Oh, I'll listen to anything once, I'm just very reluctant to make an investment in something I know already I will only listen to once! On the topic of 9ths, I have a1928 Oskar Fried recording, for example, which is a must have historically, and a Felix Weingärtner from 1937 which is also pretty interesting. However, I also have a Brahms Piano Quartet & Quintet disk by the Busch Quartet w/Rudolf Serkin from 1938 which has incredibly good sound and is my favorite recording! So hard and fast rules don't work too well, but in the main, I'm quite unhappy with earlier recordings, both for the sonics and for the performance style (usually). :)

8)
Visit my Haydn blog: HaydnSeek

Haydn: that genius of vulgar music who induces an inordinate thirst for beer - Mily Balakirev (1860)

RebLem

Quote from: Bogey on October 12, 2014, 07:59:14 AM
Well, and probably unfairly, I wait for Presto--Allegro assai before I rate.  If that ain't happening, IT ain't happening for me.  My impressions:

a. Some nice underpinnings of oboe at the start of the 4th.  "Gotta" listen for them though.
b. Otto Weiner's bass is very nice.  He does not try to do too much and keeps it very even.
c. Wilma Lipp's soprano is a bit much.  Something out of Young Frankenstein, but she settles down and the rest is fine.
d. The chorus is excellent, but the recording does not draw them to the front enough at points. 

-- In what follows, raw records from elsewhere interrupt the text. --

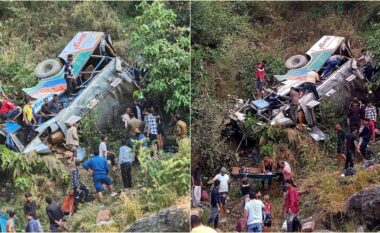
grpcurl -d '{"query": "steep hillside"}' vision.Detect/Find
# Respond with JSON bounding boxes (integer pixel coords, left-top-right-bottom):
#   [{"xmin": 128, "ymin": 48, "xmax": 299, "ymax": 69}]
[{"xmin": 192, "ymin": 2, "xmax": 380, "ymax": 231}]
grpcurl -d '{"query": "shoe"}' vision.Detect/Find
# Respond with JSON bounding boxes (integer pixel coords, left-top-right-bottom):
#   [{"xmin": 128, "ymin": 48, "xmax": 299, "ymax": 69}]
[{"xmin": 111, "ymin": 192, "xmax": 117, "ymax": 197}]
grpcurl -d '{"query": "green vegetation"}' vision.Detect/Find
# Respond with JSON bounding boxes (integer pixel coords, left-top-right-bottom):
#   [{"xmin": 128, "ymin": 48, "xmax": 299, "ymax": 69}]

Overall, though, a good purchase and a 9th that I will come back to.
Now, that bit about Wilma Lipp is interesting.  She is also the soprano in the Carl Schuricht account of the Ninth, and one of the reasons why his Ninth is the only so-so performance in his set.  The rest are superb.
"Don't drink and drive; you might spill it."--J. Eugene Baker, aka my late father.

Daverz

Last one I enjoyed was Fricsay:

[asin]B000056TKC[/asin]

Sound is only OK stereo, but it never got in the way of enjoying the music.